The code currently includes various tests (Taylor-Green vortex, advected MHD vortex, Alfvén wave propagation, shearing wave, MRI and MTI eigenmodes, …), and benchmarks to verify the scaling of the supertimestepping.

Scaling of the different supertimestepping algorithms with the grid size in a 1D heat diffusion problem
Scaling of the accuracy (L1-norm) for different supertimestepping algorithms with the grid size in a 1D heat diffusion problem.

Prerequisites

The current implementation of SPOOKY requires:

  1. a CUDA compiler (tested with cuda-11.8 and cuda-12.0)
  2. CUDA toolkit
  3. cmake (minimum 3.24)
  4. Python 3.+ with numpy, matplotlib, argparse (necessary for some tests)
  5. libconfig and HDF5 libraries (can be installed automatically if not present)

Installation

Refer to the README.md in the repo for further details.

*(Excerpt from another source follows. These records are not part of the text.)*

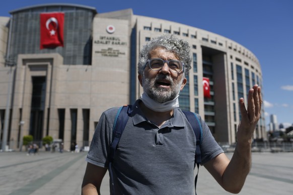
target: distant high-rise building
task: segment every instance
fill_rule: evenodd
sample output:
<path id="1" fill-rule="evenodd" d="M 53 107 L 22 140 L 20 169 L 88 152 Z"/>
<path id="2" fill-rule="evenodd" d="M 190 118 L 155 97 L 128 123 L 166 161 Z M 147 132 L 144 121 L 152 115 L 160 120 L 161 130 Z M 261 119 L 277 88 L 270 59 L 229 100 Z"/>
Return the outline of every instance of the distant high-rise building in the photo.
<path id="1" fill-rule="evenodd" d="M 277 130 L 278 121 L 277 120 L 277 116 L 275 115 L 271 115 L 270 119 L 270 130 L 275 131 Z"/>
<path id="2" fill-rule="evenodd" d="M 48 135 L 62 139 L 64 149 L 72 143 L 89 146 L 103 112 L 133 104 L 142 93 L 140 48 L 164 33 L 190 44 L 192 68 L 180 106 L 200 114 L 217 141 L 236 142 L 238 100 L 247 103 L 252 86 L 262 87 L 260 64 L 251 51 L 194 27 L 133 15 L 131 9 L 98 14 L 95 8 L 68 4 L 33 6 L 10 14 L 0 17 L 0 122 L 9 125 L 0 128 L 0 139 L 11 148 L 20 147 L 28 135 L 34 142 Z M 43 22 L 41 16 L 47 15 L 51 17 Z M 41 41 L 41 30 L 54 34 L 61 24 L 59 39 Z M 207 78 L 208 97 L 202 84 Z M 253 138 L 265 140 L 263 108 L 261 113 Z"/>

git clone git@github.com:LorenzoLMP/spooky-git.git
cd spooky-git

Compiling with cmake

Create build directory if not already present for out-of-source build (recommended)

$ mkdir build
$ cd build

A typical build command looks like this:

$ cmake -DBUILD_TESTS=ON -DCMAKE_CUDA_COMPILER=/path/to/cuda/bin/nvcc -DHDF5_ROOT=/path/to/hdf5/ -DLIBCONFIG_ROOT=/path/to/libconfig/ -DCMAKE_CUDA_ARCHITECTURES="XX" ..
  1. The cuda architectures have to be chosen based on the hardware that is available. 75 for NVIDIA Quadro RTX 8000, 80 for A100.
  2. Depending on the version of your default g++ compiler, it might be necessary to add the option -DCMAKE_CUDA_FLAGS="-ccbin /path/to/g++" with the path to a compatible version of g++
  3. If you don’t want to build the tests, simply do -DBUILD_TESTS=OFF or omit.
  4. If you don’t have libconfig or hdf5 installed, omit the option -DLIBCONFIG_ROOT or -DHDF5_ROOT and CMake will attempt to automatically donwload and build the appropriate version of the libraries.

If the configuration step was successful, now simply compile as:

$ make clean && make -j 8

The SPOOKY executable can be run as

$ ./src/spooky --input-dir /path/to/input/dir

Running tests

If you want to run the tests (-DBUILD_TESTS=ON) do instead:

$ ctest -V -R "spooky" -E "sts"

which will run all the spooky tests and show the output.